«Руки у него были хорошие, — вспомнил Кротов, — жилистые руки, работящие, значит, топор умел держать, венцы б подвел и крышу мог перестелить... А здесь все дома завалились... Хотя война, мужиков на фронт угнали, за четыре года и дворец покосится без глаза, за хозяйством надо каждодневно смотреть, иначе порушится все, отец прав был, когда каждый день наш дом обхаживал. Умный у меня батька, пристраивал помаленечку, чтоб зазря никого в зло не вводить, а главное зло — зависть людская. Черви завсегда крокодилам завидуют, не зря батя говорил, что крокодил — умное животное и попусту никого не обижает: «Голод не тетка, того хватает, кто сам попадается под зуб, — а ты не попадайся. Попал, зараза — сам виноват».

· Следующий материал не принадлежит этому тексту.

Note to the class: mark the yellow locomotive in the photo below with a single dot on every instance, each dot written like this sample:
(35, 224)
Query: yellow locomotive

Кротов поднялся, решительно пошел к крайнему дому — на наличниках еще угадывалась краска, и крыша, как новая, выделяется среди других, убогих, плешивых. Молодец, Милинко, хорошо матери подмогал, не текло у старухи над головой эти годы...

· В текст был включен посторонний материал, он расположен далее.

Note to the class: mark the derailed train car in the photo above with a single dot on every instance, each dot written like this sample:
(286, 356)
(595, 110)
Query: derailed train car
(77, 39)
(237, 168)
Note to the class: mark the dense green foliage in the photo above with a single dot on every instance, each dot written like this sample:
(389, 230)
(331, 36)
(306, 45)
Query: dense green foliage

Его вдруг передернуло, руки похолодели —
Кротов распахнул дверь; провизжали несмазанные петли; вошел в темные сени; услышал мужские голоса; замер, хотел было тихонько уйти, но, видимо, дверь открывал неосторожно.
— Заходи, кто там! — услыхал он мужской голос.
Кротов вошел в дом. За столом сидели два солдата: один лет пятидесяти, второй молоденький. Старуха доставала из печи чугун. Пахло вареной капустой.
— Здравствуйте, — сказал Кротов. — Мне б только мамашу Грини Милинко повидать, я с ним в одной части...
— Ой, миленький, — заохала старуха, лицо треугольником — от голода, видать, да и оттого еще, что платочек так повязан был, белый в черный горошек. — Заходи, сынок, заходи! Вот радость-то: и брат в гости приехал, и племяш, и сыночка друг. Садись, садись к столу!
Кротов бросил свой рюкзак в угол, неловко, боком присел на табуретку. Старик протянул ему руку:
— Горчаков я, Андрей Иванович, а это — сын мой, Иван...
— Лебедев, — сказал Кротов. — Гриша.
— Ну давай, Гриш, за скорую победу и с возвращеньицем...
Выпили, закусили галетами и свиной тушенкой.
— Что ж это я?! — засуетился вдруг Кротов. — У меня ж тоже в рюкзаке кое-что есть к столу...
— Оставь, — сказал Горчаков, — ты ж не здешний, уважил старуху, пришел от сына, береги на дорогу... Сам-то откуда?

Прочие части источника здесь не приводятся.